Described as “a catalytic agent and resource for innovators,” Carilion Innovation aims to provide resources and support for continuously improving inventions with commercial potential that have been developed through research.
After reading an article seeking projects for the Innovations team, Newberry shared her idea for a mobile, wearable device for at-home use to prolong the effects of massage therapy. Her idea caught the attention and acceptance of the Innovation team, and the lymphedema project began.
With an accepted proposal, a team of undergraduate students, including Seth Jarvis '23, Laura Wenger '23, and Leah Thomas '22, and Ryan McNeil, as well as advisors Arena and Muelenaer, worked to take the project from concept to prototype.
“The idea Virginia Tech and Carilion are making this, adding technology, and taking it into the future is what’s really going to be changing the game in lymphatic treatment and increasing the quality of life for patients,” said Newberry.
As the program ended, the device showed potential for further development – and Carilion stepped in to sustain the project. Through a Carilion Innovation Proof of Concept grant, which funds and provides project management for high-potential invention, team members received $20,000 toward the development of a prototype and continued work with Newberry. They also added Evgeniya Molotkova, a medical student at the Virginia Tech Carilion School of Medicine, to the team.
Since then, team members have developed engineering abstracts examining the device’s safety profile compared to massages used in the field. They have also successfully demonstrated that the prototype delivers similar results to manual therapy, with the added elements of vibration and different pattern choices to improve fluid flow.

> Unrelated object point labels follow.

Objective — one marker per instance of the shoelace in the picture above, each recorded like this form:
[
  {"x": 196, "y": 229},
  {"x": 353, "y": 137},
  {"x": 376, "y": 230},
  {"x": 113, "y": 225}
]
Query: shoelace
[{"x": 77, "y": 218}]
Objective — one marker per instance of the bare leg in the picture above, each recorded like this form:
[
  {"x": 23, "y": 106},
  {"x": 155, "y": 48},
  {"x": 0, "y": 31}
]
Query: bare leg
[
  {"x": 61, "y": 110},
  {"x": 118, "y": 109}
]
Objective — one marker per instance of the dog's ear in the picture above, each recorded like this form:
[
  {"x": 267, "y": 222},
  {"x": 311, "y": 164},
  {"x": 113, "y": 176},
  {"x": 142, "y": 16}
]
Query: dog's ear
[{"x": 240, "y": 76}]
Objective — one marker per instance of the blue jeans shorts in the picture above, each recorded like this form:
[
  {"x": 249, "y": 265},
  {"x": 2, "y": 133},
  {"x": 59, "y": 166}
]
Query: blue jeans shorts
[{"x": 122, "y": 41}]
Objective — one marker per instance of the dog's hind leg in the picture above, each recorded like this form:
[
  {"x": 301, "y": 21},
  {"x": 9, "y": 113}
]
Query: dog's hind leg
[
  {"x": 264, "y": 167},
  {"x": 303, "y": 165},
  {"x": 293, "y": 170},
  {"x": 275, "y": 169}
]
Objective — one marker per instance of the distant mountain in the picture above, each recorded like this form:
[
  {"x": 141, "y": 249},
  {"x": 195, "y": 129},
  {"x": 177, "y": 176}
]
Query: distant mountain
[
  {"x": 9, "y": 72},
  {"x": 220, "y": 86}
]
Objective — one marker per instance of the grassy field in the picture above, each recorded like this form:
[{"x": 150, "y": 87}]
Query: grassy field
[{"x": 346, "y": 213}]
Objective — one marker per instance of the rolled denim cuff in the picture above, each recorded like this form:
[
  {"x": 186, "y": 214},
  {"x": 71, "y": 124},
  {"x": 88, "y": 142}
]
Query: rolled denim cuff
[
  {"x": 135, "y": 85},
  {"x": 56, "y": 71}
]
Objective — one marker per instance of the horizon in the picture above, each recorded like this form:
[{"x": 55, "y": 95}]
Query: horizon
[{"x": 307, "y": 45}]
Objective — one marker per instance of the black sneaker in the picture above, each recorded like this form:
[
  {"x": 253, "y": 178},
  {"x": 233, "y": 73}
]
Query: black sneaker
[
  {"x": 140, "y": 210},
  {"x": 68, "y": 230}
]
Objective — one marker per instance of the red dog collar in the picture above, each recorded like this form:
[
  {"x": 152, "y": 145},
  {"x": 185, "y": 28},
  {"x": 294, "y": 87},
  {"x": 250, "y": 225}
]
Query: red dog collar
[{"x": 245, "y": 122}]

In late April, with research, testing, and abstracts behind them, the team was invited to attend the 2023 Design of Medical Devices Conference, hosted by the University of Minnesota, in Minneapolis. It was the first time a student team from the department has earned an invite to the world’s largest medical device conference, giving students an opportunity to present their designs in front of industry professionals.
Over the course of the daylong event, the students answered questions from judges, including executives from Boston Scientific and Medtronic, and shared a device project video.

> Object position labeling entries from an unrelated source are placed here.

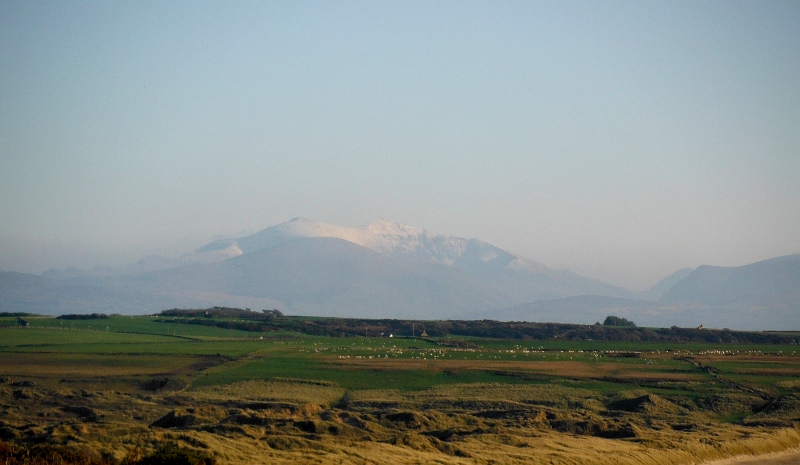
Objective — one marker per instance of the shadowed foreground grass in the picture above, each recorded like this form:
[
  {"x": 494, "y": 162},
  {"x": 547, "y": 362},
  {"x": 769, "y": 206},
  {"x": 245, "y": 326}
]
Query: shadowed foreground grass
[{"x": 215, "y": 395}]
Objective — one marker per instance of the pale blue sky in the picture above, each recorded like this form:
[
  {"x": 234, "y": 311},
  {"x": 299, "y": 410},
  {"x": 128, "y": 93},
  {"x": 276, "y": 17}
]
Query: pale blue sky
[{"x": 622, "y": 140}]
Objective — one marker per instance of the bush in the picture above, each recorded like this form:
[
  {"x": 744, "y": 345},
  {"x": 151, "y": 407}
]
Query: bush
[
  {"x": 617, "y": 321},
  {"x": 169, "y": 453}
]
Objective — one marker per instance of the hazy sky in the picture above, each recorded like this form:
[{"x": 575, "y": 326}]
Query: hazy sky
[{"x": 622, "y": 140}]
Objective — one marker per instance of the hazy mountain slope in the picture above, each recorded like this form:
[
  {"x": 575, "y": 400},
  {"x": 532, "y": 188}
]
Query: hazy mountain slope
[
  {"x": 332, "y": 276},
  {"x": 661, "y": 287},
  {"x": 769, "y": 282},
  {"x": 388, "y": 238}
]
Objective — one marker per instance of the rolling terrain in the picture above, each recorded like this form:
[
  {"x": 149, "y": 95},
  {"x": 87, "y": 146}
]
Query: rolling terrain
[
  {"x": 386, "y": 269},
  {"x": 122, "y": 388}
]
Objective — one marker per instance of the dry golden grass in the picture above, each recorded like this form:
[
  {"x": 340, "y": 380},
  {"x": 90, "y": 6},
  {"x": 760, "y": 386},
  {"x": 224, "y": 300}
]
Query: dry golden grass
[{"x": 272, "y": 390}]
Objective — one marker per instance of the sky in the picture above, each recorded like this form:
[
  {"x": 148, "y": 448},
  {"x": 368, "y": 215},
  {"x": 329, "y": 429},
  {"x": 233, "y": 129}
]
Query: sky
[{"x": 622, "y": 140}]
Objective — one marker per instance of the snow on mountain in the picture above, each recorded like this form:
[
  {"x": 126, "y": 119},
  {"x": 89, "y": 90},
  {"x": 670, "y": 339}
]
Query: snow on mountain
[{"x": 386, "y": 237}]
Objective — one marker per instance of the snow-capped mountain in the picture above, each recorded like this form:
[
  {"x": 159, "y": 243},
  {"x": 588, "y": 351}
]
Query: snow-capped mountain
[{"x": 387, "y": 237}]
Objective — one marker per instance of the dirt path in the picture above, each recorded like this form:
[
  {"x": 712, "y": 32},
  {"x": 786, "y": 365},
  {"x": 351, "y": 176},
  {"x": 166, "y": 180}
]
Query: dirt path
[{"x": 788, "y": 457}]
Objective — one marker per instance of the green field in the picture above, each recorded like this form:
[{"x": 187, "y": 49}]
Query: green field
[{"x": 426, "y": 399}]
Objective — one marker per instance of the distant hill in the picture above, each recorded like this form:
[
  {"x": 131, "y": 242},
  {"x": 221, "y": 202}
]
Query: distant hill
[
  {"x": 381, "y": 269},
  {"x": 389, "y": 270},
  {"x": 774, "y": 282}
]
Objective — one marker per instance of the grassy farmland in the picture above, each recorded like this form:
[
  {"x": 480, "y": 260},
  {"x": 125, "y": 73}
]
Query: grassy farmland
[{"x": 251, "y": 389}]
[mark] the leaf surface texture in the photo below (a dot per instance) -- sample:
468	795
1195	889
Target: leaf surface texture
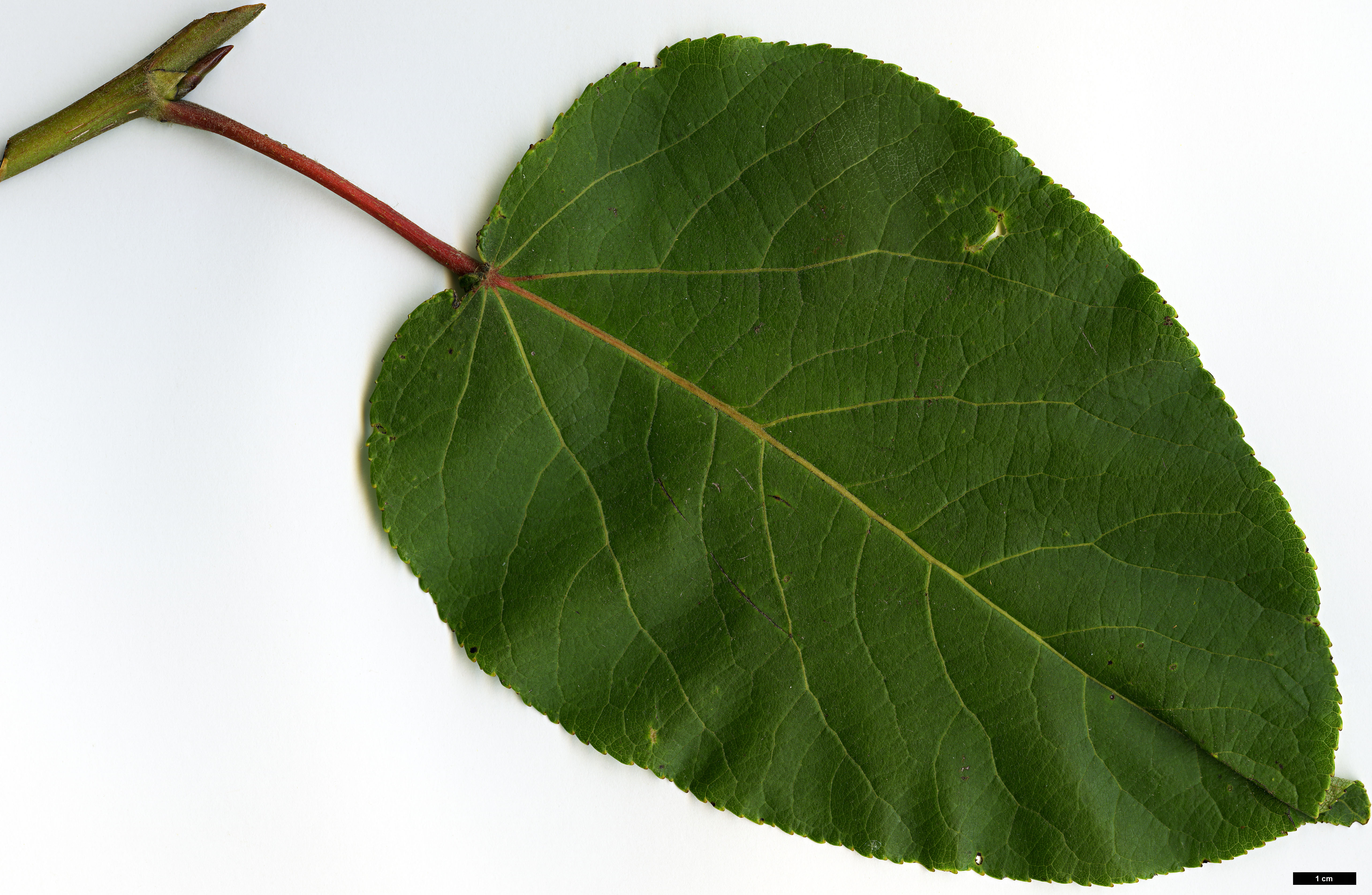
813	450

The team from Virginia Tech took second place in the Five Minute Pitch Competition for medical devices showing the greatest commercial potential. More importantly, the students got a closer look at how novel technologies move from ideation to commercialization.
“We’re at this conference and it’s all these big companies focused on diabetes, cardiovascular, or neurological issues, and it made me realize that without major funding, important projects could die,” said Jarvis. “We aren’t a company. We’re students with a passion and know the work we are doing will ultimately benefit a population that would otherwise not be helped. It feels good to be a part of that kind of change.”

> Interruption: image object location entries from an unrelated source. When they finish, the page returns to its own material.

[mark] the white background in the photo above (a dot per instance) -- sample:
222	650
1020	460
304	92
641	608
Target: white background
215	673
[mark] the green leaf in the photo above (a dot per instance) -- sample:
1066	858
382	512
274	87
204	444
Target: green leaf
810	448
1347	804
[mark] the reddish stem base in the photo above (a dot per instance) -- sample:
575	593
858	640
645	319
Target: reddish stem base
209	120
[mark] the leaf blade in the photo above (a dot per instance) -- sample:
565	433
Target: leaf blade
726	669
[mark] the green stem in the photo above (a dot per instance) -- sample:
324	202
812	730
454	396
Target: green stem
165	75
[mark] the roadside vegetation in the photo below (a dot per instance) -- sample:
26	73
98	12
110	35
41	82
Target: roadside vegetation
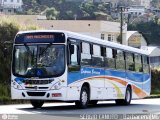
8	30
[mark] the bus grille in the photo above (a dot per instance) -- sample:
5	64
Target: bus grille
37	82
36	93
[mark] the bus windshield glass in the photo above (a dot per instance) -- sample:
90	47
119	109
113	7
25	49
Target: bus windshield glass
38	60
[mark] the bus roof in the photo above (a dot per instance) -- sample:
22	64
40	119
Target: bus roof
93	40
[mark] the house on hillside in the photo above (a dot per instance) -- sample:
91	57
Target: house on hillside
10	6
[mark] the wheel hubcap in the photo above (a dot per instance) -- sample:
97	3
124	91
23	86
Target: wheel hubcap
84	97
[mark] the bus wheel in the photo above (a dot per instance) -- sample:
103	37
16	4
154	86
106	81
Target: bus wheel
37	103
93	102
127	100
84	98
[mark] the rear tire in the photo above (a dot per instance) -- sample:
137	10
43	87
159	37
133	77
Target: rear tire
84	98
37	103
127	100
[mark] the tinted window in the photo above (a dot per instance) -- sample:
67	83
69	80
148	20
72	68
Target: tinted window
85	55
97	59
109	59
120	61
129	62
138	63
145	64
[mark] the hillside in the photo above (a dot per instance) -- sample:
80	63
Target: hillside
59	9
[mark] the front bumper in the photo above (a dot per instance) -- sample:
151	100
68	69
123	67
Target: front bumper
39	94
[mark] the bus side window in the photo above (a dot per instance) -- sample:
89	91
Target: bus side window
85	54
138	63
130	65
97	58
74	57
120	61
74	54
145	64
109	59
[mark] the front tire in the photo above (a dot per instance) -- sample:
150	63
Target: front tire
84	98
37	103
127	100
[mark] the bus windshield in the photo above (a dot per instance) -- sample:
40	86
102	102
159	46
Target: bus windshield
38	60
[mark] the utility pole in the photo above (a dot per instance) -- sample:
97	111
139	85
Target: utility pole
121	25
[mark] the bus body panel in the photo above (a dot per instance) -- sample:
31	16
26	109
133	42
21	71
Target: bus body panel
111	85
104	83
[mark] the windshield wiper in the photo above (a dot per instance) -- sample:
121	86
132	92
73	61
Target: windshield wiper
45	49
27	48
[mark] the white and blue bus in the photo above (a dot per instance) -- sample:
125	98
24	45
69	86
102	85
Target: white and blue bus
70	67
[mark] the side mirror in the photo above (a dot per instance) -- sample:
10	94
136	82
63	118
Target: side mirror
71	48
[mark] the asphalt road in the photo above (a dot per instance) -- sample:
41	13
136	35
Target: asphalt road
67	111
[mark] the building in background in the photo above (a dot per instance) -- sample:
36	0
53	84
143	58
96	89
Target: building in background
10	6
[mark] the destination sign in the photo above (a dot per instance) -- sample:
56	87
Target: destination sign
40	37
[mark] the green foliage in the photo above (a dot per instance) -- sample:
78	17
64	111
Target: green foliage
155	3
59	9
8	30
150	30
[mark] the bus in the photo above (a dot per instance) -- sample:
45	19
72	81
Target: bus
57	65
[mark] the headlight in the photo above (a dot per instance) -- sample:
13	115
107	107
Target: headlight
57	86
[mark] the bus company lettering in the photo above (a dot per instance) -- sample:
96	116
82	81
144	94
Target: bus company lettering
83	71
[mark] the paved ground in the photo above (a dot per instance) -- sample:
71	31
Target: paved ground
68	111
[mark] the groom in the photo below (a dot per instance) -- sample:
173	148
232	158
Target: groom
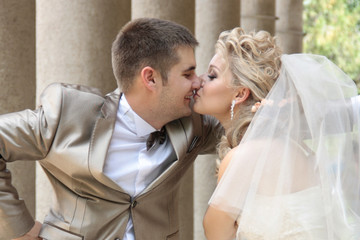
114	161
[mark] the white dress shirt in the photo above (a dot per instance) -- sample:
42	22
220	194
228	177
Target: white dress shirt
128	163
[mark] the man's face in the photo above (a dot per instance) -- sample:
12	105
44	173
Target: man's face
176	94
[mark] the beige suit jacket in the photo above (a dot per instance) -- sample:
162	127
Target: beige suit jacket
70	133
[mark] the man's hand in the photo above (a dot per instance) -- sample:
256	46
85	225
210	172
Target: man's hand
33	234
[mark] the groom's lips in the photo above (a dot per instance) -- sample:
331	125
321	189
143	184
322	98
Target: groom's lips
195	95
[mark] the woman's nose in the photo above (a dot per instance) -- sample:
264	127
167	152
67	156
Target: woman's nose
196	84
202	80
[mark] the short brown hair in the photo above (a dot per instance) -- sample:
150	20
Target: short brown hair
147	42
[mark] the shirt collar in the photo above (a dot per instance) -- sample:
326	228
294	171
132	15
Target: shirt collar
142	128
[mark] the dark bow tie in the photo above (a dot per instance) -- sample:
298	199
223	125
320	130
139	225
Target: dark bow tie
155	137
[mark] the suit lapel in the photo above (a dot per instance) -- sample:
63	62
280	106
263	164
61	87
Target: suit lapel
101	138
184	135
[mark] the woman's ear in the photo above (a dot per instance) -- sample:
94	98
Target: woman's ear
148	77
242	94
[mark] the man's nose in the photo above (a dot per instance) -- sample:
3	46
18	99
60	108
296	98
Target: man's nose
196	84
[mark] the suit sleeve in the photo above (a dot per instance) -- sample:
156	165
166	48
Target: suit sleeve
212	131
25	135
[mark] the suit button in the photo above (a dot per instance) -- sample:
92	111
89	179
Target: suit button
133	204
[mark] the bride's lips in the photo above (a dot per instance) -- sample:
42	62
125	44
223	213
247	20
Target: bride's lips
195	95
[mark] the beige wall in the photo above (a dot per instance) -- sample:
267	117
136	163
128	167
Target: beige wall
73	42
17	79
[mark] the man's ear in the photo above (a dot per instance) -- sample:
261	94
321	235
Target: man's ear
242	94
149	77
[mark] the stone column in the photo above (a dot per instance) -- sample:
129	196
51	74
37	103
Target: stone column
17	79
182	12
289	28
258	15
73	45
212	17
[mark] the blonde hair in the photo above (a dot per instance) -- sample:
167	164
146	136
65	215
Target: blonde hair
254	61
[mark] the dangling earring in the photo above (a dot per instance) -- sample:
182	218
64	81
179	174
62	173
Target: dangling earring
232	109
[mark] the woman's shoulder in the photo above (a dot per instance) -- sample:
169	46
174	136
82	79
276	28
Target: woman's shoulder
225	162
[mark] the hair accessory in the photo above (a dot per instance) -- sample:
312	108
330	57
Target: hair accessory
232	109
255	107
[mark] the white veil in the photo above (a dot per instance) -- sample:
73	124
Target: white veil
296	170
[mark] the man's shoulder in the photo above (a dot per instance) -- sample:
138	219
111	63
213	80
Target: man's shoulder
60	87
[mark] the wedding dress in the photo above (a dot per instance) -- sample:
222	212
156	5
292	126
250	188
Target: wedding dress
296	173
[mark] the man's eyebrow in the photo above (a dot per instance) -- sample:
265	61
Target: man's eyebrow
191	68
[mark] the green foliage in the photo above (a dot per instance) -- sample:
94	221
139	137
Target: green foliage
332	29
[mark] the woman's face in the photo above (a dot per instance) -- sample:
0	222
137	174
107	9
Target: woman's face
215	96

Jarvis and Wenger graduated in May, but the project will continue. New students will join the internship program during the summer and work with Wangler and Molotkova on the lymphedema sleeve. The partnership with Carilion also continues. Next steps include conducting a low-risk feasibility trial, obtaining a full patent and, ultimately, working with a large industry partner to take the product to market.
“The entire project has been a tremendously valuable and successful example of the power of collaboration,” said Arena. “From recognizing a need, partnering with Carilion, and developing a tangible solution while providing students real-life experiences to influence patient care, we couldn’t have asked for a better outcome.”